Die Abgeordneten zum Nationalrat Huber, Kolleginnen und Kollegen haben am 29. November 2011 unter der Nr. 9983/J an mich eine schriftliche parlamentarische Anfrage betreffend Enteignung der Tiroler Stammliegenschaftsbezieher gerichtet.
Diese Anfrage beantworte ich wie folgt:
Zu Frage 1:
Ø Ist Ihnen der vorstehend geschilderte Sachverhalt bekannt?
Die geschilderte Problematik ist mir bekannt.
Zu den Fragen 2 und 3:
Ø Hat die Tiroler Landesregierung in irgendeiner Weise auf die Bedenken der österreichischen Bundesregierung wegen der Enteignung von 18.000 Tirolerinnen und Tiroler reagiert?
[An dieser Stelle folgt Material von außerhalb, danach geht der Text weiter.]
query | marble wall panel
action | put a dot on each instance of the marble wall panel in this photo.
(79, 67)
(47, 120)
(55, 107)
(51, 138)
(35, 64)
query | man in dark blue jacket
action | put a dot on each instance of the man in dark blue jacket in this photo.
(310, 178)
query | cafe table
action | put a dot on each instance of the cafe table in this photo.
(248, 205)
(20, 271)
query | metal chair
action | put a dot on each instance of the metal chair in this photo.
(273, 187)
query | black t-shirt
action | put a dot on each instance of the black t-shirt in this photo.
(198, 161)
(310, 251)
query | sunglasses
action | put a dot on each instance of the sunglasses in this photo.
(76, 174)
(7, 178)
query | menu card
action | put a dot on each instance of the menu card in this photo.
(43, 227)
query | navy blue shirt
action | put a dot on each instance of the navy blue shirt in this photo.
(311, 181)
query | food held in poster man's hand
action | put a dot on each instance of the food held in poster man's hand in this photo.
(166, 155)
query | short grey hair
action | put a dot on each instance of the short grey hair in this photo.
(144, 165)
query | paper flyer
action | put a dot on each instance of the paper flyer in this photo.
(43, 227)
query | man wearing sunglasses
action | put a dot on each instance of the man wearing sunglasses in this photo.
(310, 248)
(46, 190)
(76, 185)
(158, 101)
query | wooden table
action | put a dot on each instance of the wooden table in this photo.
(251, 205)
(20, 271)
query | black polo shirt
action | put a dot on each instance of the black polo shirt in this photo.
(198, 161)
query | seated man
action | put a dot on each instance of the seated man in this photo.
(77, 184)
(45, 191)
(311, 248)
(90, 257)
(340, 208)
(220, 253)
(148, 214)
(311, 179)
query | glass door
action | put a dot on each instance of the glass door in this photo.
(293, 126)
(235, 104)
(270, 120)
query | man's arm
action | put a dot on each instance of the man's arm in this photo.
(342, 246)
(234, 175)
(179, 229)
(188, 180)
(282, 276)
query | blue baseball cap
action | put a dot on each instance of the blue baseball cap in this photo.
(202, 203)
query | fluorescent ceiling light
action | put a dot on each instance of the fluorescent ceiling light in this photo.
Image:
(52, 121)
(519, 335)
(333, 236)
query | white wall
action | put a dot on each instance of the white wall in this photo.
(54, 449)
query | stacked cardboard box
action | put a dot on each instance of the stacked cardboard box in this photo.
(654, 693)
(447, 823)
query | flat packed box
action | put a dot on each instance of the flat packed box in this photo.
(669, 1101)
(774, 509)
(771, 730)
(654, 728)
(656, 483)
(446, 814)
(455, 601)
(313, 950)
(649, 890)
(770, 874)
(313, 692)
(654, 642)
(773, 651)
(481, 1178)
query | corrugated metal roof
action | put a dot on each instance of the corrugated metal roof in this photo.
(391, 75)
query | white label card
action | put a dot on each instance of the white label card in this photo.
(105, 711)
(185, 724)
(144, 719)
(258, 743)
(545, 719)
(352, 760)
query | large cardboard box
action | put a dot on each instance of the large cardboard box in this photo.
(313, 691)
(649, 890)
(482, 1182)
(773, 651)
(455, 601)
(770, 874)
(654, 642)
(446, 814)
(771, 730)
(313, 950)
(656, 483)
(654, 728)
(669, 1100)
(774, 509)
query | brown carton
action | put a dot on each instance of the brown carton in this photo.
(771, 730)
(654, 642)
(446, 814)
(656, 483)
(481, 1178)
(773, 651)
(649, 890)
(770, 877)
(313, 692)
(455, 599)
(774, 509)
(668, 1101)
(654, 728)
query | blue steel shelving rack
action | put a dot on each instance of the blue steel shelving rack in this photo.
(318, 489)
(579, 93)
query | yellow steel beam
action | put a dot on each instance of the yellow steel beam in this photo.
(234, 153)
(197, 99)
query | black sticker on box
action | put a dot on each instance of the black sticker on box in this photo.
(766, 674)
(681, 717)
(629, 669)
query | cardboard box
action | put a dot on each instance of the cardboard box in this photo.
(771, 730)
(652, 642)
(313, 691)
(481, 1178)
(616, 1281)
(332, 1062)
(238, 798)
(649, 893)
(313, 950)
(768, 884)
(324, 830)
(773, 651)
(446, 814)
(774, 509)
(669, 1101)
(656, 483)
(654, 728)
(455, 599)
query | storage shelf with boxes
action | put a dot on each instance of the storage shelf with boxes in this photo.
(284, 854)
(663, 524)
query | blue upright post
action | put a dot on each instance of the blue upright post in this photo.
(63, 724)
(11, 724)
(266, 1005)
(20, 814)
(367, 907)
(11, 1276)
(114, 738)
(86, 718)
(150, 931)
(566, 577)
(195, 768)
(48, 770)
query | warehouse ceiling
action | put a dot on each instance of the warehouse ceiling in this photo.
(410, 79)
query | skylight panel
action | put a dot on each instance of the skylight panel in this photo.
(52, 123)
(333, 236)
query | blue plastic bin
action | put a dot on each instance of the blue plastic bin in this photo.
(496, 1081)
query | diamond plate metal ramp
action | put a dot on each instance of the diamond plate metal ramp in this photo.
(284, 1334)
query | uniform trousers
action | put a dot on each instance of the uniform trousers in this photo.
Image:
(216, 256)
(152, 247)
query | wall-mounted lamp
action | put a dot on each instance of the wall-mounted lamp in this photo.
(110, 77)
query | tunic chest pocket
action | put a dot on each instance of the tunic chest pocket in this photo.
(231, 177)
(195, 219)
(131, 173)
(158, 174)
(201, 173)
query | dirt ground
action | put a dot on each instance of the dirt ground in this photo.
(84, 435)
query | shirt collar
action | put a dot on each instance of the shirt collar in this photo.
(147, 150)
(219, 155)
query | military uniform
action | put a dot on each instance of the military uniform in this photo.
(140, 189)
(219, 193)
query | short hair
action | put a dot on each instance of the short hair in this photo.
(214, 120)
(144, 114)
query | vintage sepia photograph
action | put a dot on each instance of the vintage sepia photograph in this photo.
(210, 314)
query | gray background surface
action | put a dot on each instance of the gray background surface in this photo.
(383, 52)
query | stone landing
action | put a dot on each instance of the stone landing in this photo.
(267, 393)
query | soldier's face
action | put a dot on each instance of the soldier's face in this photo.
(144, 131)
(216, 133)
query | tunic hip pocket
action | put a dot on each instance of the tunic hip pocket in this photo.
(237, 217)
Wenn nein, hat die Bundesregierung eine Stellungnahme urgiert oder anderweitig reagiert; wenn nein, warum nicht?
Ø Wurde der Landeshauptmann von Tirol bzw. die Tiroler Landesregierung in weiterer Folge darauf hingewiesen, dass durch die Vorgehensweise in Tirol die ganze Republik mit Entschädigungszahlungen an geschätzt 18.000 Tirolerinnen und Tiroler belastet wird; wenn nein, warum nicht?
In der Äußerung der Bundesregierung, auf die in der Anfrage Bezug genommen wird, wird darauf hingewiesen, dass „die vorgesehene explizite Sonderstellung der Gemeinde innerhalb der Agrargemeinschaft gleichheitsrechtlichen Bedenken begegnen [könnte]“.
Diese Äußerung erfolgte anlässlich der Beschlussfassung gemäß Art. 98 B‑VG, in deren Rahmen die Bundesregierung gegen einen Gesetzesbeschluss eines Landtages Einspruch wegen Verletzung von Bundesinteressen bzw., wenn dem Bund zuvor Gelegenheit zur Stellungnahme gegeben wurde, wegen Eingriffs in Bundeskompetenzen erheben kann. Damit ist dieser Abschnitt des Gesetzgebungsverfahrens abgeschlossen, weitere Korrespondenzen finden daher nicht statt und haben auch hier, jedenfalls soweit der Wirkungsbereich des Bundeskanzleramtes betroffen ist, nicht stattgefunden.
Ob ein Verstoß gegen den Gleichheitssatz vorliegt, kann jedoch endgültig nur vom Verfassungsgerichtshof entschieden werden. In diesem Zusammenhang verweise ich auf die Erkenntnisse vom 10. Dezember 2010, B 639/10, B 640/10, und vom 28. Februar 2011, B 1645/10; darin hat der Gerichtshof ausgesprochen, dass keine verfassungsrechtlichen Bedenken gegen § 33 Abs. 2 lit. c, § 33 Abs. 5 und § 35 Abs. 7 des Tiroler Flurverfassungsgesetz 1996, in der Fassung der Novelle LGBl. Nr. 7/2010, bestehen.
Zu Frage 4:
Ø Wird die Bundesregierung sicherstellen, dass die bereicherten Tiroler Ortsgemeinden solche „Enteigungsgewinne“ nicht verwenden dürfen, bis die Frage der Entschädigung der Opfer durch den Europäischen Gerichtshof für Menschenrechte geklärt ist; wenn nein, warum nicht?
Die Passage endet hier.